Wang and the Chair of the Department of Statistics at The George Washington University, Huixia Judy Wang, are developing a form of scalable, distributed computing that could lessen the power demand on any single computer by distributing the analysis across a network of computers.
“In the past, we knew there were insights hidden in the data, but due to computing limitations, we couldn’t access them,” said Lily Wang. “Now, with scalable quantile learning techniques, we can gain a deeper understanding of the entire data distribution and extract insights into variability, outliers, and tail behavior, which are critical for more informed decision-making.”
Spatial and temporal data are increasingly being used in such research areas as climate study and health care, among others, noted Lily Wang.
“This data richness presents a lot of opportunities for getting deep insights into dynamic patterns over time and space; but it also brings many, many challenges,” said Wang. Large datasets often exhibit heterogeneous and dynamic patterns, requiring new approaches to capture meaningful relationships.
This project uses two large datasets: the National Environmental Public Health Tracking Network database from the Centers for Disease Control and Prevention and the outdoor air quality data repository from the Environmental Protection Agency.

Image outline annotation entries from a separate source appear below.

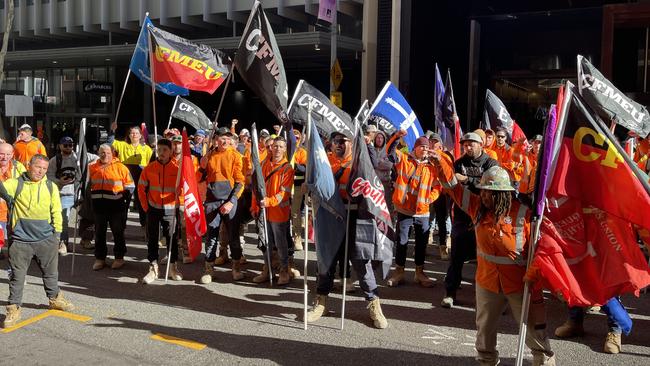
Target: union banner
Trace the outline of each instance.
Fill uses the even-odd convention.
[[[228,76],[231,61],[223,52],[153,26],[149,32],[156,82],[171,82],[212,94]]]

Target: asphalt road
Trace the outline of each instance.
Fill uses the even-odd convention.
[[[475,364],[473,281],[463,282],[458,294],[460,306],[442,309],[442,284],[433,289],[413,284],[411,261],[407,263],[407,284],[398,288],[382,286],[380,290],[389,321],[387,329],[372,327],[365,300],[357,291],[347,297],[345,328],[341,330],[339,287],[337,294],[330,297],[330,313],[305,331],[302,279],[281,288],[252,283],[262,266],[254,235],[247,234],[245,253],[249,263],[244,266],[246,279],[242,282],[232,283],[229,269],[222,266],[217,269],[215,282],[197,284],[202,269],[199,260],[182,265],[183,281],[165,283],[161,279],[143,285],[139,279],[148,268],[146,247],[142,230],[135,225],[131,217],[126,233],[127,264],[120,270],[92,271],[92,252],[79,249],[73,276],[72,254],[61,256],[61,288],[77,306],[74,313],[88,318],[69,319],[47,313],[40,272],[35,263],[32,265],[24,293],[23,320],[36,321],[8,333],[0,332],[0,364]],[[309,287],[313,289],[315,263],[311,249]],[[302,256],[303,252],[296,254],[300,269]],[[425,269],[441,282],[446,262],[431,255],[427,260]],[[0,261],[0,268],[0,305],[4,306],[9,293],[6,259]],[[465,278],[473,278],[474,265],[465,268]],[[584,338],[567,341],[552,337],[558,365],[650,364],[649,296],[623,299],[634,319],[632,334],[623,338],[623,353],[602,352],[606,318],[595,314],[585,320]],[[566,309],[557,300],[549,299],[547,313],[552,334],[564,322]],[[42,319],[33,318],[39,315]],[[516,322],[507,312],[498,339],[504,365],[515,362],[517,331]],[[173,339],[175,343],[160,339]],[[530,364],[532,356],[526,354],[525,364]]]

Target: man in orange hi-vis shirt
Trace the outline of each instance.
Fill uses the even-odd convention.
[[[33,133],[32,127],[25,123],[18,129],[18,137],[14,143],[14,158],[24,166],[27,166],[36,154],[47,156],[45,146],[41,140],[32,136]]]

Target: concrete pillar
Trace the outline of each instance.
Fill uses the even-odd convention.
[[[378,1],[363,2],[363,53],[361,54],[361,102],[377,95]]]

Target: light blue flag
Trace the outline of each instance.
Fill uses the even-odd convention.
[[[311,124],[311,118],[308,124]],[[345,206],[332,167],[315,128],[307,141],[307,187],[314,207],[314,237],[319,273],[327,273],[345,237]]]
[[[138,79],[143,83],[151,85],[151,71],[149,70],[149,37],[147,36],[147,27],[153,27],[153,23],[149,17],[144,18],[140,35],[138,36],[138,43],[135,45],[133,56],[131,56],[131,64],[129,69],[134,73]],[[189,95],[189,90],[180,87],[174,83],[156,83],[156,90],[163,92],[167,95]]]
[[[413,149],[415,140],[424,135],[420,121],[402,93],[388,81],[370,108],[371,120],[378,121],[378,127],[387,134],[405,130],[404,142]]]

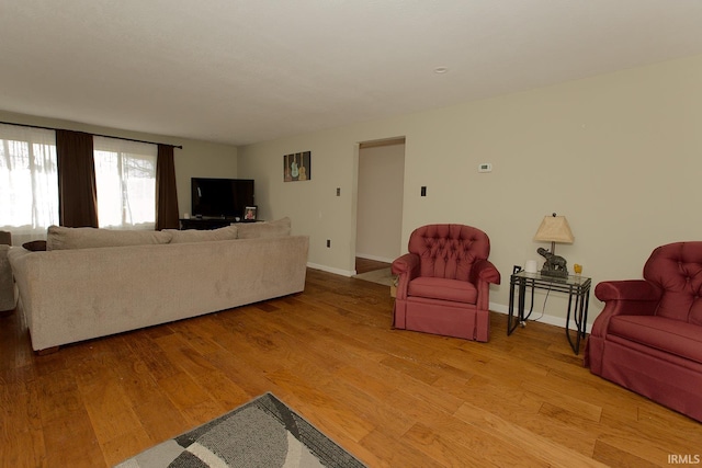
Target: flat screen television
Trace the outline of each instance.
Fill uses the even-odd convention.
[[[194,216],[242,218],[246,206],[256,206],[251,179],[192,178],[191,182]]]

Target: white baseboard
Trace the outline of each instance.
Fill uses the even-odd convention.
[[[341,276],[347,276],[347,277],[351,277],[351,276],[355,275],[355,271],[353,271],[353,270],[349,271],[349,270],[333,269],[331,266],[319,265],[317,263],[307,263],[307,267],[313,269],[313,270],[321,270],[322,272],[333,273],[335,275],[341,275]]]
[[[505,315],[509,313],[509,307],[502,304],[490,303],[490,310],[494,312],[499,312]],[[547,323],[550,326],[561,327],[562,329],[566,328],[566,319],[563,317],[550,316],[547,313],[544,313],[542,316],[541,313],[536,313],[535,311],[532,312],[531,319],[533,320],[536,317],[539,317],[540,322]],[[575,324],[573,323],[573,320],[571,320],[570,330],[573,330],[574,326]],[[592,326],[590,323],[586,323],[586,332],[590,333],[591,331],[592,331]]]
[[[393,263],[395,261],[395,259],[387,259],[385,256],[371,255],[370,253],[356,253],[355,256],[358,256],[359,259],[375,260],[376,262],[383,262],[383,263]]]

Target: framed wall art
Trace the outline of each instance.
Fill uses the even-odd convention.
[[[283,181],[298,182],[312,179],[312,151],[283,156]]]
[[[245,221],[256,221],[256,216],[258,212],[258,206],[246,206],[244,207],[244,220]]]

“Both datasets have been challenging to analyze in the past due to their size and complexity,” explained Wang. “But through scalable and distributed learning techniques, we’re now able to handle large-scale heterogeneous data across the entire United States.”
One of the project's major innovations is the use of distributed computing to divide the data into smaller, manageable regions. Each region is analyzed separately, and the results are efficiently aggregated to form a comprehensive understanding of the entire dataset.
“You can think of it like dividing the U.S. into small regions, analyzing each one separately, and then combining the results to create a comprehensive national analysis,” Wang said. “This method allows us to analyze millions of data points simultaneously without the need for supercomputers.”
Beyond its goals for technical advancements, the project also emphasizes training the next generation of data scientists. Graduate students at George Mason and The George Washington will gain hands-on experience working with real-world data, helping to develop new computational methods.
The project began on September 1, 2024, and is expected to last three years. It has already garnered attention, including recognition from the office of Congressman Gerry Connolly (D-VA).
The potential applications of this research are far-reaching, from improving air quality predictions to understanding public health trends and beyond. Wang explained, "This work empowers researchers and policymakers to leverage vast amounts of data to address rising societal issues more effectively.”